Schriftrollen vom Toten Meer

Tempelrolle 11QTa (11Q19) im Schrein des Buches (Israel-Museum, Jerusalem)

Die Schriftrollen vom Toten Meer (englisch Dead Sea Scrolls) oder Qumran-Handschriften sind eine Gruppe von antiken jüdischen Texten, die elf Höhlen nahe der archäologischen Stätte Khirbet Qumran im Westjordanland zugeordnet werden. Von 1947 bis 1956 wurden die Höhlen entdeckt, meist von Beduinen. Die Handschriften wurden teils aus dem Antikenhandel erworben, teils bei der archäologischen Untersuchung der Höhlen gefunden. Etwa 15 Buchrollen sind noch als solche erkennbar. Der Rest, geschätzt 900 bis 1000 Rollen, ist in mehr als 15.000 Fragmente zerfallen. Die Handschriften werden aufgrund der Buchstabenformen (paläografisch) in die Zeit vom 3. Jahrhundert v. Chr. bis ins 1. Jahrhundert n. Chr. datiert. Mit der Radiokarbonmethode wurde diese Datierung in einigen Fällen überprüft und bestätigt. Die meisten Texte sind in hebräischer Sprache verfasst; fast alle sind literarisch und haben einen religiösen Inhalt. Alltagstexte wie zum Beispiel Briefe gibt es kaum. Der literarische Charakter unterscheidet die Qumranhandschriften von anderen antiken Textfunden in der Region (mit Ausnahme von Masada) und lässt sie, trotz der Vielfalt des Inhalts, für viele Fachleute als zusammengehörig erscheinen.

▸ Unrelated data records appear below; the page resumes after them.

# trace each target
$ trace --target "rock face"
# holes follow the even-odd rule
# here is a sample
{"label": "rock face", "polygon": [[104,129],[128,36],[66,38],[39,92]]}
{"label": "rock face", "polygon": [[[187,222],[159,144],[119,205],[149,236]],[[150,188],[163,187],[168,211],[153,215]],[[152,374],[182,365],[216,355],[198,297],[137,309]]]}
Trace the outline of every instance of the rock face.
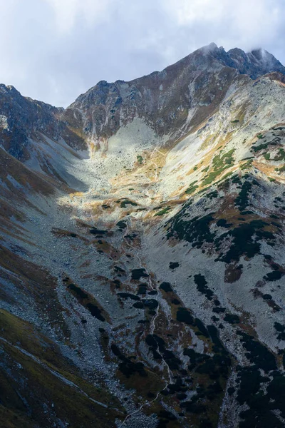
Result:
{"label": "rock face", "polygon": [[67,109],[0,86],[0,421],[285,408],[285,68],[214,44]]}

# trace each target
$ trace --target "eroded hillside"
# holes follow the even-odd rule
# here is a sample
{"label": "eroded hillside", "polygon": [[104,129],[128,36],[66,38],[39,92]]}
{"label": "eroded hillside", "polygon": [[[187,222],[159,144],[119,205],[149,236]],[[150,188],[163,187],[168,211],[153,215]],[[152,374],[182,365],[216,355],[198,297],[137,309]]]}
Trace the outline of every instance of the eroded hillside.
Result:
{"label": "eroded hillside", "polygon": [[260,52],[65,111],[2,88],[5,426],[284,426],[284,76]]}

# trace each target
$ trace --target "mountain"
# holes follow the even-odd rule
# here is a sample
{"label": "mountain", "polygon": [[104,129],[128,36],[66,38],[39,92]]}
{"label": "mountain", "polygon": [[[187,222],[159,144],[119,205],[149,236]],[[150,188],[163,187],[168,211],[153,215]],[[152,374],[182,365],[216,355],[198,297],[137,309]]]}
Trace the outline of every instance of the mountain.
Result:
{"label": "mountain", "polygon": [[214,44],[68,108],[0,86],[4,427],[284,427],[285,68]]}

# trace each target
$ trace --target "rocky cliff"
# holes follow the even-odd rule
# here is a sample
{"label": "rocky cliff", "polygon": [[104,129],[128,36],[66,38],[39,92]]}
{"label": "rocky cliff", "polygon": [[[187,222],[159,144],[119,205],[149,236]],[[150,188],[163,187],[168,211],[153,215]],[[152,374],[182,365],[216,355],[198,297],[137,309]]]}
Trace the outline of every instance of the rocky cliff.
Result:
{"label": "rocky cliff", "polygon": [[284,426],[284,86],[212,44],[66,110],[1,86],[4,426]]}

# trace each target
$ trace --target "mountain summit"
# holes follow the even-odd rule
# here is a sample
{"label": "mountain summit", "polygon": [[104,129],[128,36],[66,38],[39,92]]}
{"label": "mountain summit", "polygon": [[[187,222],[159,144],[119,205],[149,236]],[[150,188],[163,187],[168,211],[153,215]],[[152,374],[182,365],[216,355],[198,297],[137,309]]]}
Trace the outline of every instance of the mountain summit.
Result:
{"label": "mountain summit", "polygon": [[0,421],[281,428],[285,68],[204,46],[68,108],[0,85]]}

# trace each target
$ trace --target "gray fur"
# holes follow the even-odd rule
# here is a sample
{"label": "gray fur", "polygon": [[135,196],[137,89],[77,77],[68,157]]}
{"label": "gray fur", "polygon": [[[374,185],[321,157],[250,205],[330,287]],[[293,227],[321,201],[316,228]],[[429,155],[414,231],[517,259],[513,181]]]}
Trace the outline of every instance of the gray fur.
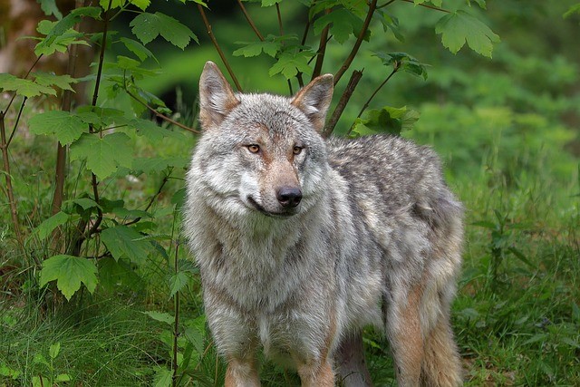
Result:
{"label": "gray fur", "polygon": [[[325,141],[330,75],[294,98],[235,94],[208,63],[200,94],[184,233],[227,385],[259,384],[260,347],[303,385],[334,385],[341,340],[367,324],[386,330],[400,385],[460,384],[462,209],[437,155],[395,137]],[[281,205],[280,187],[300,204]]]}

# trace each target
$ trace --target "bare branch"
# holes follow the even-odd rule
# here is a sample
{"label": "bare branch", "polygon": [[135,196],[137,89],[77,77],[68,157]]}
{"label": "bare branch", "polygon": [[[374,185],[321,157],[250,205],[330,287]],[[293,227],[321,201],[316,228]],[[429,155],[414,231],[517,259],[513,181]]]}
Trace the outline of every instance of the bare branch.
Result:
{"label": "bare branch", "polygon": [[356,85],[358,84],[362,76],[362,70],[355,70],[353,72],[351,79],[346,85],[346,89],[344,89],[344,92],[343,92],[338,104],[334,108],[334,111],[333,111],[333,114],[328,120],[328,122],[326,122],[326,125],[324,126],[324,130],[323,131],[323,137],[328,137],[332,134],[334,127],[336,126],[336,123],[338,122],[338,120],[341,118],[341,115],[343,114],[343,111],[344,111],[344,108],[348,103],[348,101],[351,99],[353,92],[354,92],[354,89],[356,88]]}
{"label": "bare branch", "polygon": [[364,39],[364,35],[366,34],[367,30],[369,29],[369,24],[371,24],[371,19],[372,19],[372,15],[374,14],[374,10],[377,7],[377,0],[372,0],[371,5],[369,5],[369,12],[366,14],[366,18],[364,19],[364,24],[362,24],[362,28],[361,28],[361,32],[359,33],[359,36],[356,38],[356,42],[353,46],[353,50],[351,53],[348,55],[344,63],[340,68],[340,70],[334,75],[334,85],[338,83],[340,79],[343,77],[346,70],[350,67],[351,63],[354,60],[354,56],[356,53],[358,53],[359,48],[361,48],[361,44],[362,43],[362,39]]}
{"label": "bare branch", "polygon": [[254,21],[252,20],[252,18],[250,17],[250,15],[246,10],[246,7],[244,6],[244,4],[242,3],[242,0],[237,0],[237,4],[238,4],[239,7],[241,8],[242,13],[244,14],[244,16],[246,16],[246,20],[247,20],[247,23],[250,24],[250,27],[252,27],[252,30],[254,30],[254,33],[256,33],[256,35],[257,36],[257,38],[260,41],[264,42],[264,36],[262,35],[262,34],[260,34],[260,32],[258,31],[257,27],[254,24]]}
{"label": "bare branch", "polygon": [[219,54],[219,57],[221,58],[222,63],[226,66],[226,69],[227,70],[227,73],[229,73],[229,76],[232,77],[232,81],[234,82],[234,84],[236,85],[236,88],[237,89],[238,92],[242,92],[242,87],[240,86],[239,82],[237,82],[237,78],[236,78],[236,74],[234,73],[234,71],[232,70],[231,66],[229,65],[229,63],[227,62],[227,59],[226,59],[226,54],[224,53],[224,52],[222,51],[221,47],[219,46],[219,44],[218,43],[218,40],[216,39],[216,36],[214,35],[214,33],[211,30],[211,24],[209,24],[209,21],[208,21],[208,16],[206,16],[206,11],[204,11],[203,5],[198,4],[198,10],[199,11],[199,14],[201,15],[201,18],[203,19],[203,24],[206,25],[206,29],[208,30],[208,35],[209,35],[209,39],[211,39],[211,42],[214,44],[214,47],[216,47],[216,50],[218,51],[218,53]]}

Für die Textgeschichte der Hebräischen Bibel (des jüdischen Tanach bzw. des christlichen Alten Testaments) sind die Schriftrollen vom Toten Meer von herausragender Bedeutung. Der später im Judentum kanonisch gewordene Masoretische Text steht einem Typ von Qumranhandschriften sehr nahe, was das Alter und die Qualität der jüdischen Schreibertradition unterstreicht. Dieser proto-masoretische Text hat aber kein Monopol. Es gibt unter den biblischen Qumranhandschriften ein gleichwertiges Nebeneinander verschiedener Texttypen.

Das hellenistische und frührömische Judäa war bis zu den Qumranfunden fast nur durch Schriften bekannt, die in einem jahrhundertelangen, meist christlich gesteuerten Auswahlprozess überliefert worden waren. Die Qumranhandschriften dagegen enthalten ein von mittelalterlichen Kopisten unzensiertes Spektrum antiker jüdischer Literatur. Im Mittelpunkt steht die Tora: Manche Qumranschriften rücken eine Haupt- oder Nebenfigur der Tora ins Zentrum. Es gibt freie Nacherzählungen von Tora-Stoffen. Andere Autoren brachten die Rechtstexte der Tora in eine neue Reihenfolge und entwickelten sie weiter.

Im Qumranschrifttum hebt sich eine Gruppe von Texten heraus, die in einer jüdischen Gemeinschaft mit besonderer Prägung verfasst worden waren. Diese Gemeinschaft nannte sich selbst Jachad und wird in der Forschung oft mit den Essenern identifiziert. Mitglieder des Jachad befolgten die Gebote der Tora mit großer Radikalität und darüber hinaus eigene Gebote, von denen man außerhalb des Jachad nichts wusste. Der Jachad lehnte den Jerusalemer Tempel ab und glaubte, dass die Liturgie in der eigenen Gruppe den Jerusalemer Opferkult ersetzen könne. Viele Verfasser waren überzeugt, in der Endzeit zu leben. Das war kompatibel mit einem Interesse an Weisheitsliteratur, die im Spektrum der Qumranschriften gut vertreten ist. Was unter den erhaltenen außerbiblischen Schriftrollen vom Toten Meer dagegen fehlt, sind historische Werke.

Personen des Urchristentums werden in den durchschnittlich 100 Jahre älteren Qumrantexten nicht genannt. Für die Judaistik eröffnen die Handschriften vom Toten Meer neue Einsichten in die Entwicklung der Halacha.